By April 1984 sales were running about $80,000 per month. Dell dropped out of college and
formed a company, PCs Ltd., to sell both PC components and PCs under the brand name PCs
Limited. He obtained his PCs by buying retailers' surplus stocks at cost, then powering
them up with graphics cards, hard disks, and memory before reselling them. His strategy
was to sell directly to end users; by eliminating the retail markup, Dell's new company
was able to sell IBM clones (machines that copied the functioning of IBM PCs using the
same or similar components) at about 40 percent below the price of an IBM PC. The price
discounting strategy was successful, attracting price-conscious buyers and producing rapid
growth. By 1985, the company was assembling its own PC designs with a few people working
on six-foot tables. The company had 40 employees, and Michael Dell worked 18-hour days,
often sleeping on a cot in his office. By the end of fiscal 1986, sales had reached $33

During the next several years, however, PCs Ltd. was hampered by a lack of money, people,
and resources. Michael Dell sought to refine the company's business model, add needed
production capacity, and build a bigger, deeper management staff and corporate
infrastructure while at the same time keeping costs low. The company was renamed Dell
Computer in 1987, and the first international offices were opened that same year. In 1988
Dell added a sales force to serve large customers, began selling to government agencies,
and became a public company—raising $34.2 million in its first offering of common stock.

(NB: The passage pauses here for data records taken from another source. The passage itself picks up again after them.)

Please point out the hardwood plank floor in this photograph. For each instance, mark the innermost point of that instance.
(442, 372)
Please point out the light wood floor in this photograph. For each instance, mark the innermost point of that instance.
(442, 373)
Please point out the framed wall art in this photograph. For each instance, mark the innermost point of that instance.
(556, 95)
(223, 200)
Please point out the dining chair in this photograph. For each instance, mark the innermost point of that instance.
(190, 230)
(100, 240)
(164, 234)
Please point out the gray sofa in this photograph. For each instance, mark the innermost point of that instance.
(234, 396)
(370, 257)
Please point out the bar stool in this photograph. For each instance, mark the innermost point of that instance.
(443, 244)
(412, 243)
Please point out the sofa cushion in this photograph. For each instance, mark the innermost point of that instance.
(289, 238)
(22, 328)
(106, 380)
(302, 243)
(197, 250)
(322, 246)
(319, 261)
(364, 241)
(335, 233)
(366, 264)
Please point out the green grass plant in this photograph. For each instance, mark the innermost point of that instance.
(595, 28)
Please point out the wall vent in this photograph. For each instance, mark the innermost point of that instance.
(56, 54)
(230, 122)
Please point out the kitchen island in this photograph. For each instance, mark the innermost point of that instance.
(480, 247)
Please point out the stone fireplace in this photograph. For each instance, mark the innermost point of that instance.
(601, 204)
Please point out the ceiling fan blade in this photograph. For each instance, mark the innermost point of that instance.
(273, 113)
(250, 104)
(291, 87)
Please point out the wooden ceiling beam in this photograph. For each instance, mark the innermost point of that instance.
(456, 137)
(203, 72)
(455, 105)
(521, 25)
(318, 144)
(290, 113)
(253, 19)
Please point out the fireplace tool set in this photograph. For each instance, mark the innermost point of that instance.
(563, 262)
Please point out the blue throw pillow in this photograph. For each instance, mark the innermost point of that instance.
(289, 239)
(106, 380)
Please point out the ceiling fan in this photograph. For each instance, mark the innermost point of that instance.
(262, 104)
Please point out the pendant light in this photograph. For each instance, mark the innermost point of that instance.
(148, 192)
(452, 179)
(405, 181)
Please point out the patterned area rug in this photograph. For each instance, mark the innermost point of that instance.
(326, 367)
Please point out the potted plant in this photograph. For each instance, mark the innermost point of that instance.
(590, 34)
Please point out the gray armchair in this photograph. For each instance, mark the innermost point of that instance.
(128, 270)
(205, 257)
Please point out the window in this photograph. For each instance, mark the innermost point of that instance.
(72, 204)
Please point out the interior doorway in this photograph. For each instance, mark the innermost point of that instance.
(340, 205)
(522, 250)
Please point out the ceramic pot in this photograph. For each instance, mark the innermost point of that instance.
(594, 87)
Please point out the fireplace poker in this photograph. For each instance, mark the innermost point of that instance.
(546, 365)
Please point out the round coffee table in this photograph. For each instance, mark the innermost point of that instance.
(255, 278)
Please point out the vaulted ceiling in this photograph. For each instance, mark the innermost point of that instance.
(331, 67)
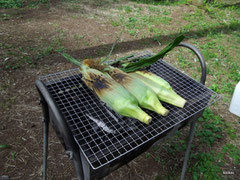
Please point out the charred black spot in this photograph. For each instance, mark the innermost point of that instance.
(119, 77)
(100, 83)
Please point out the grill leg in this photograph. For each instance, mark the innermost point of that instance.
(191, 134)
(45, 137)
(45, 148)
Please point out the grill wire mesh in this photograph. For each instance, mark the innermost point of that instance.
(103, 135)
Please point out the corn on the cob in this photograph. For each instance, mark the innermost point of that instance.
(145, 95)
(162, 88)
(113, 94)
(155, 78)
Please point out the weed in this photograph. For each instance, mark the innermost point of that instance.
(11, 3)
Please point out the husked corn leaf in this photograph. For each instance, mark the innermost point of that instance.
(164, 94)
(145, 95)
(113, 94)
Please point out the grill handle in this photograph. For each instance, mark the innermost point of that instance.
(200, 58)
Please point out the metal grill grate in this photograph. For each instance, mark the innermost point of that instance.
(102, 135)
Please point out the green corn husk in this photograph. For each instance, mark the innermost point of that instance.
(155, 78)
(162, 88)
(113, 94)
(110, 92)
(145, 96)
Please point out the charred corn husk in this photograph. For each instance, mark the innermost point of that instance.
(154, 78)
(145, 95)
(162, 90)
(113, 94)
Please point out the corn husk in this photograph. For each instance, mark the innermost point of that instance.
(145, 95)
(162, 88)
(113, 94)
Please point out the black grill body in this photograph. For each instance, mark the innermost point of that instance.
(97, 139)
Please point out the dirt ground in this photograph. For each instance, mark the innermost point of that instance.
(27, 32)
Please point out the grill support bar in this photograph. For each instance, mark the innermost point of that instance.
(45, 139)
(48, 104)
(193, 123)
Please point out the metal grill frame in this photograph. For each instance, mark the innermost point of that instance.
(54, 79)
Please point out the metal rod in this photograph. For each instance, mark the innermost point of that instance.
(200, 58)
(45, 147)
(192, 125)
(191, 135)
(45, 136)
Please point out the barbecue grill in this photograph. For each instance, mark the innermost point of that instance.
(97, 139)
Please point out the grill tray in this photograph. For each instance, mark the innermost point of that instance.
(104, 136)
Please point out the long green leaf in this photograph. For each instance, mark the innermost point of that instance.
(144, 62)
(4, 146)
(71, 59)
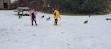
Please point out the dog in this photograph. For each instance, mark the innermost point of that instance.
(48, 18)
(42, 16)
(85, 22)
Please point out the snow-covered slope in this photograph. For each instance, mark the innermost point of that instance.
(71, 33)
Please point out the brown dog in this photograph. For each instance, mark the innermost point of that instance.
(85, 22)
(48, 18)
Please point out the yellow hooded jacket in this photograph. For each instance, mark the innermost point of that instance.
(56, 14)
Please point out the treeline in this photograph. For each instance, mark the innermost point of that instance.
(69, 6)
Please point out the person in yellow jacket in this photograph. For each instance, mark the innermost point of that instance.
(56, 16)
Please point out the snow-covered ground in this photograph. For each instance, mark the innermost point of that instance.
(71, 33)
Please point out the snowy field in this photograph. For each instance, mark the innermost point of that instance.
(71, 33)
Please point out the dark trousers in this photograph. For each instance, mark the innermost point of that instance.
(56, 20)
(34, 21)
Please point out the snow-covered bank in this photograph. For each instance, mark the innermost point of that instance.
(71, 33)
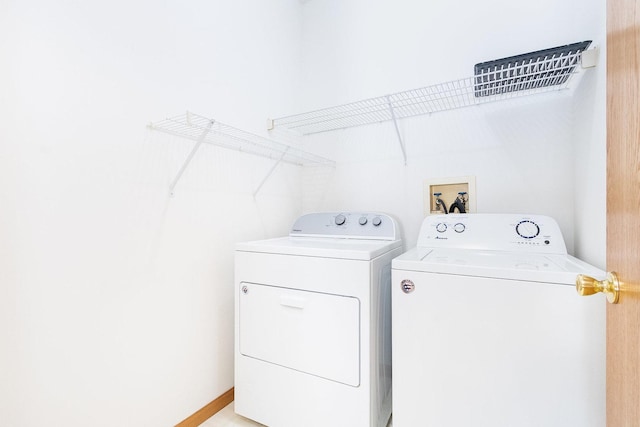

Sales to large customers quickly became the dominant part of Dell's business. By 1990 Dell
Computer had sales of $388 million, a market share of 2-3 percent, and an R&D staff of
over 150 people. Michael Dell's vision was for Dell Computer to become one of the top
three PC companies.

Thinking its direct sales business would not grow fast enough, in 1990-93, the company
began distributing its computer products through Soft Warehouse Superstores (now CompUSA),
Staples (a leading office-products chain), Wal-Mart, Sam's Club, and Price Club (now
Price/Costco). Dell also sold PCs through Best Buy stores in 16 states and through Xerox
in 19 Latin American countries. But when the company learned how thin its margins were in
selling through such distribution channels, it realized it had made a mistake and withdrew
from selling to retailers and other intermediaries in 1994 to refocus on direct sales. At
the time, sales through retailers accounted for only about 2 percent of Dell's revenues.